Можно взять с собой резиновые сапоги с длинными голенищами - все зависит от места, где будете ловить утят. Впрочем, сапоги брать не обязательно - с ними может случиться история, которая произошла с сапогами Семена Семеновича.
Ранним утром мы наскоро пьем чай, взваливаем рюкзаки со снаряжением, котелками и едой и выпихиваемся на улицу. Мы - это я и егерь Николай Петрович Ожидаев. Идем к Яхромским старицам. От нас они в двух часах хорошей ходьбы. По нашим представлениям это недалеко, и все же мы не отказались бы выиграть лишний час, подъехав на попутной машине. Несколько раз мы оглядываемся назад и вдруг замечаем на дороге облачко пыли. Мы останавливаемся. Петрович нетерпеливо переступает с ноги на ногу.
- Так это же машина Семёна Семёныча, его «Москвичонок»! Как это я сразу не узнал? Солнце, наверное, помешало.
С Семеном Семеновичем я уже знаком. Давний приятель Петровича, в прошлом военный врач, а сейчас преподаватель фельдшерских курсов; он хорошо известен в районе любителям охоты и рыбной ловли. За глаза, а иногда и в глаза его называют попросту Сем Семыч. Он не обижается.
Из «Москвича» первого выпуска с некоторыми трудностями вылезает небольшого роста толстый мужчина лет пятидесяти в поношенном пиджаке, выцветшей шляпе и высоких резиновых сапогах редкого желто-зеленого цвета.
- Уф! Дьявольская дорога и жарища египетская, а еще утро! Что же будет днем? Вы что, в браконьеры записались? - спрашивает Семен Семёныч, подавая большую волосатую руку. Он тоже едет на Яхромские старицы.
- Откуда ты сапоги такие откопал? - интересуется Петрович.
- Не спрашивай! Решил обновить. Сын привез из Швеции. Непромокаемые и непотопляемые. Спорить могу, что других таких нет во всем районе.
Размещаемся в машине. Острые коленки длинных ног Петровича поднимаются выше моей головы. Впереди почти во всю ширину машины громоздится спина Семена Семеныча. Нас кидает из стороны в сторону.
- Ну и дорога! Сто раз в год езжу по ней, и каждый раз вижу что-нибудь новое. Вот этой колдобины прошлый раз не было!

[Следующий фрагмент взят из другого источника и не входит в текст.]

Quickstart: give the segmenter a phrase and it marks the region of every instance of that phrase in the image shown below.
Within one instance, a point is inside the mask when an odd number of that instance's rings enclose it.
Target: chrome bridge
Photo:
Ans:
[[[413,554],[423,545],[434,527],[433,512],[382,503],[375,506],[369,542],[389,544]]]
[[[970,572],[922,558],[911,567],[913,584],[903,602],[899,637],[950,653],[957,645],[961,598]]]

Машина выезжает из лощины. Впереди стадо коров, лениво пережевывающих свою тягучую коровью думу. Пастухов не видно.
- Петька опять, наверное, жерлицы ставить ушел на реку. Надо их согнать с дороги...
- Подожди, Петрович, не выходи. У меня для такого случая гудок есть особенный.
Каждый шофер знает: обычный автомобильный сигнал на коров не действует.
Семен Семеныч поворачивает рычажок на щитке управления. Раздается неприятный вибрирующий звук низкого тона. Коровы как по команде перестают жевать. Головы обращены в нашу сторону.
Семен Семеныч трогает рычажок еще раз. Высота звука и его модуляции увеличиваются.
- М-м-даа! - Петрович морщится.
У меня начинает чесаться ладонь. Коровы медленно освобождают дорогу. Семен Семеныч еще раз поворачивает рычажок. Будто ножом провели по стеклу - тонкий вибрирующий сигнал ударяет в уши. Петрович стукается подбородком о собственные колени; я с трудом сдерживаюсь, чтобы не заскрежетать зубами.
Коровы разбегаются по обе стороны дороги.
- Вы-вы-клю-чи с-с-вою шар-м-м-м-анку! - кричит Петрович, заикаясь и придерживая рукой подбородок. Машина трясется в каком-то мелком ознобе. Вместе с ней трясемся и мы. Семен Семеныч, убедившись, что его изобретение действует не только на коров, выключает сигнал.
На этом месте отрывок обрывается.